Babies start to be able to sense smells at 1 month old
Embargoed until:
Publicly released:
2025-01-28 05:00
US scientists scanned babies' brains as they were exposed to pleasant and unpleasant odours to see when the sense of smell first develops in infants. At as early as one month old, the smells triggered activity in the smell-detecting and sensory processing regions of the bubs' brains. The level of brain activity varied between odours, but unlike adults, different smells did not trigger unique activity patterns in the babies' brains.

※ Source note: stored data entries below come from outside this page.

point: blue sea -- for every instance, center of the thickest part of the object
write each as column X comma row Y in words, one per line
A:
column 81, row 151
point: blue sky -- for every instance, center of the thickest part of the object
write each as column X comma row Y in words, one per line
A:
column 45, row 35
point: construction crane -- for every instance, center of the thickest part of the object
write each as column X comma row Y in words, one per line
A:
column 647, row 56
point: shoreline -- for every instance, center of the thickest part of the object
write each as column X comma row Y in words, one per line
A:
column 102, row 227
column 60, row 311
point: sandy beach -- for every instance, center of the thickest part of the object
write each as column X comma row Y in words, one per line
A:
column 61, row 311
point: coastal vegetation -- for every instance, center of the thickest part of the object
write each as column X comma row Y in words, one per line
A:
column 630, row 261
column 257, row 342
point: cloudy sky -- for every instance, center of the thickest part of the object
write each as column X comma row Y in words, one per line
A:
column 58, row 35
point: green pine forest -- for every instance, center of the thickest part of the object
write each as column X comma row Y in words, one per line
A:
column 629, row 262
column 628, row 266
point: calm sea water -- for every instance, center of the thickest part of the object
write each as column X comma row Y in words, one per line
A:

However, measuring how deeply the babies inhaled, the researchers found they inhaled more vigorously when the smells were nice than when they were nasty.
Journal/conference: JNeurosci
Research: Paper
Organisation/s: Rhodes College, USA, National Institute on Drug Abuse, USA
Funder: This research was funded by grants from the National Heart, Lung, and Blood Institute (T32HL007909 to L.K.S.) and the National Institute on Deafness and other Communication Disorders (R01DC015426 to T.K.), as well as the Rhodes College Faculty Development Endowment Grant (to L.K.S.), the Visionary Grant from Stanley Manne Children’s Research Institute and Ann & Robert H. Lurie Children’s Hospital (to L.B.M.), and the Intramural Research Program at the National Institute on Drug Abuse (ZIA DA000642 to T.K.).
Media release
From: Frontiers
Exploring the sense of smell in infants
Imaging study reveals that infants as young as 1-month old process odors, shedding light on how early neural processes for the sense of smell develop in humans.

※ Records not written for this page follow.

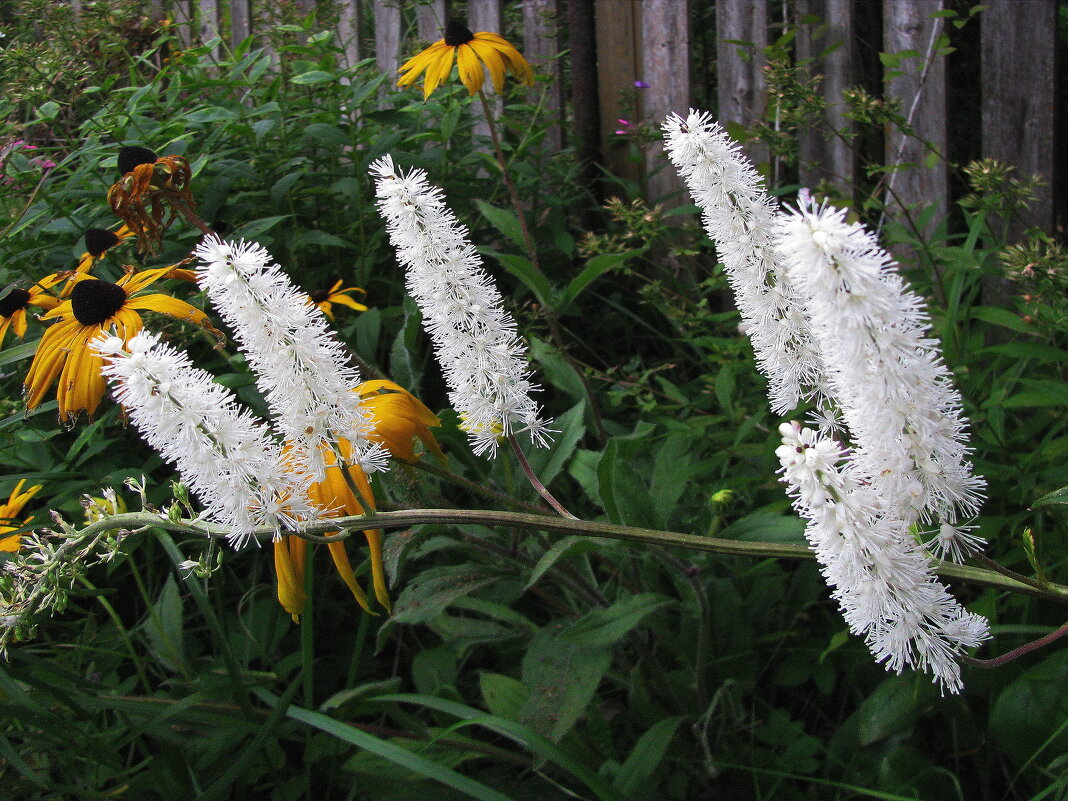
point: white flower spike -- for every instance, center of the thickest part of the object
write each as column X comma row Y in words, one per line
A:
column 474, row 339
column 220, row 449
column 301, row 368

The sense of smell promotes adaptive behaviors such as feeding and soothing, but how early humans begin to process odors represents a gap in knowledge for researchers. In a new study in JNeurosci, Thorsten Kahnt from the National Institute on Drug Abuse and colleagues explored olfaction development in humans and reveal how early humans begin to smell. The researchers used fMRI to image the brains of sleeping infants as they inhaled appetitive (pleasant) and aversive (unpleasant) odors. As early as one month of age, odors triggered activity in brain regions strongly associated with the sense of smell, as well as the thalamus, which is important for processing sensory information in general. The strength of activation varied across odors, but unlike what is observed in adults, distinct odors did not trigger unique activation patterns. Additionally, nasal airflow findings from this study suggest that sleeping infants inhale more vigorously when scents are appetitive than aversive.